This recipe is exactly what it says on the tin - deconstructed beef wellington, the perfect bite. This takes all of the stress and time out of making a whole beef wellington, replacing the beef joint with sirloin steak.
Start by getting your mushrooms really fine - this can be done by hand or in the food processor. Transfer to a tea towel, and squeeze all of the liquid out of the mushrooms.
Add to a pan with butter, shallots, and garlic. Cook until all of the liquid has evaporated and the mushrooms are looking fairly dry. Add the splash of red wine, salt and pepper, and thyme. Cook for a further 3-5 minutes until the wine has cooked off.
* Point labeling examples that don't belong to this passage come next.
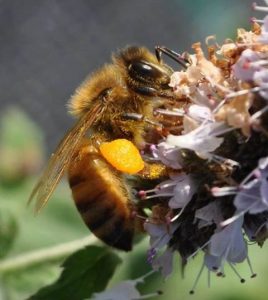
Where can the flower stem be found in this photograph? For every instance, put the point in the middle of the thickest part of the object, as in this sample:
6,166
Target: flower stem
44,255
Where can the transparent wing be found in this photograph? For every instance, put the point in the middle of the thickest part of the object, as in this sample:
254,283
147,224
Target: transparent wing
61,158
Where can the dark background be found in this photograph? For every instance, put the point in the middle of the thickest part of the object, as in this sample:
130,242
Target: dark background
48,47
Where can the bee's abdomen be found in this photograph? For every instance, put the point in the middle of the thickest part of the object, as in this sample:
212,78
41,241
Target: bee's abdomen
101,198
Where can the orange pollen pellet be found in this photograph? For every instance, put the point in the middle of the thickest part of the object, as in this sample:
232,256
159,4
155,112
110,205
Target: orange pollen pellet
122,155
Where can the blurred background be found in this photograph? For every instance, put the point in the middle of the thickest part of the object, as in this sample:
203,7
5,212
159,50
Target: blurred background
46,49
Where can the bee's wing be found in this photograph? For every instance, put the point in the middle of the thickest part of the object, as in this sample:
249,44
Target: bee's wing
61,158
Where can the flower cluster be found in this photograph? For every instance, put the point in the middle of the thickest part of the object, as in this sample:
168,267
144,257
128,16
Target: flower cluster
214,144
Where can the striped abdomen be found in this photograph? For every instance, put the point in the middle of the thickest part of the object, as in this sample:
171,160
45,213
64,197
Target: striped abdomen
101,198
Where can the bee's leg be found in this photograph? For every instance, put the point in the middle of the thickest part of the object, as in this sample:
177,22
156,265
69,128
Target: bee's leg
172,54
140,117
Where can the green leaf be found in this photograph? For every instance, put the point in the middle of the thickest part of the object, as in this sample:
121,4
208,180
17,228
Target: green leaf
85,272
8,231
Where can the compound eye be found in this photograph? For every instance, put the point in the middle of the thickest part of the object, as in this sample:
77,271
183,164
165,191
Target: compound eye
104,95
143,71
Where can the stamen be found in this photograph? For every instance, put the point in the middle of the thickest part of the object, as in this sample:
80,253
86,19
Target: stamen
200,248
224,191
178,215
254,20
174,112
242,280
158,195
253,274
209,279
197,279
259,8
223,160
258,114
140,117
150,255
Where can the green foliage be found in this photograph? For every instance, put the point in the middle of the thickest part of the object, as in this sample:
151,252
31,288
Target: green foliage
8,231
84,273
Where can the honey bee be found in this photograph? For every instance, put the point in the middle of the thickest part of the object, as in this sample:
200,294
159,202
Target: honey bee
133,84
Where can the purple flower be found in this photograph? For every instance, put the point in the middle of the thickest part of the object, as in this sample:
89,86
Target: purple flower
209,214
202,140
253,196
164,262
229,244
183,192
261,79
159,234
168,155
243,69
264,31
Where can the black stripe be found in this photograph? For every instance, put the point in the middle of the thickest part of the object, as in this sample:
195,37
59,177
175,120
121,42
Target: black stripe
103,216
84,205
75,180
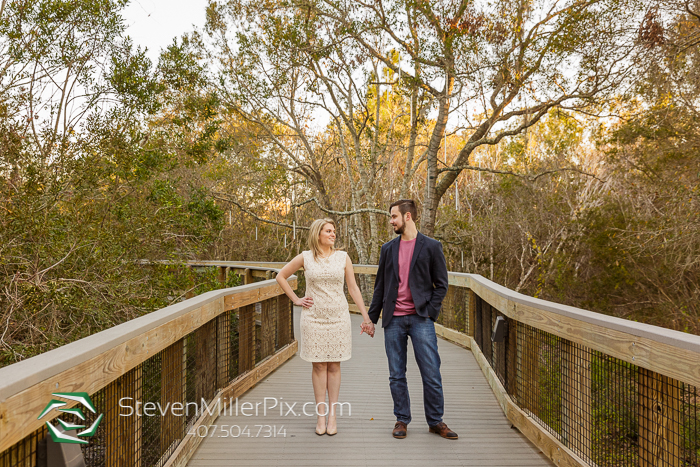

In a small bowl, combine the horseradish, creme fraiche, lemon, salt, and pepper. Leave to chill
Preheat the oven to 200 C. Cut out rounds of puff pastry, place on a tray lined with greaseproof paper, and brush with egg wash. Pop in the oven for 10-15 minutes, or until light golden brown and puffed.
Rub your steak with a little bit of oil, salt, and pepper. Preheat your skillet on high with a splash of vegetable oil - make sure the pan is almost smoking.
Carefully add the steak, then flip every 30 seconds or so. I cooked mine for around 4.5 minutes for medium rare, but this depends on your preference.
Once the steak is almost done, add the butter, garlic, and thyme, and baste. Leave to rest for 10 minutes, before thinly slicing.
Assemble the canapés - puff pastry, then a small smear of the cream (to help the mushrooms stick), mushrooms, steak, more cream, and chives. Finish with lemon zest and fresh black pepper. Enjoy!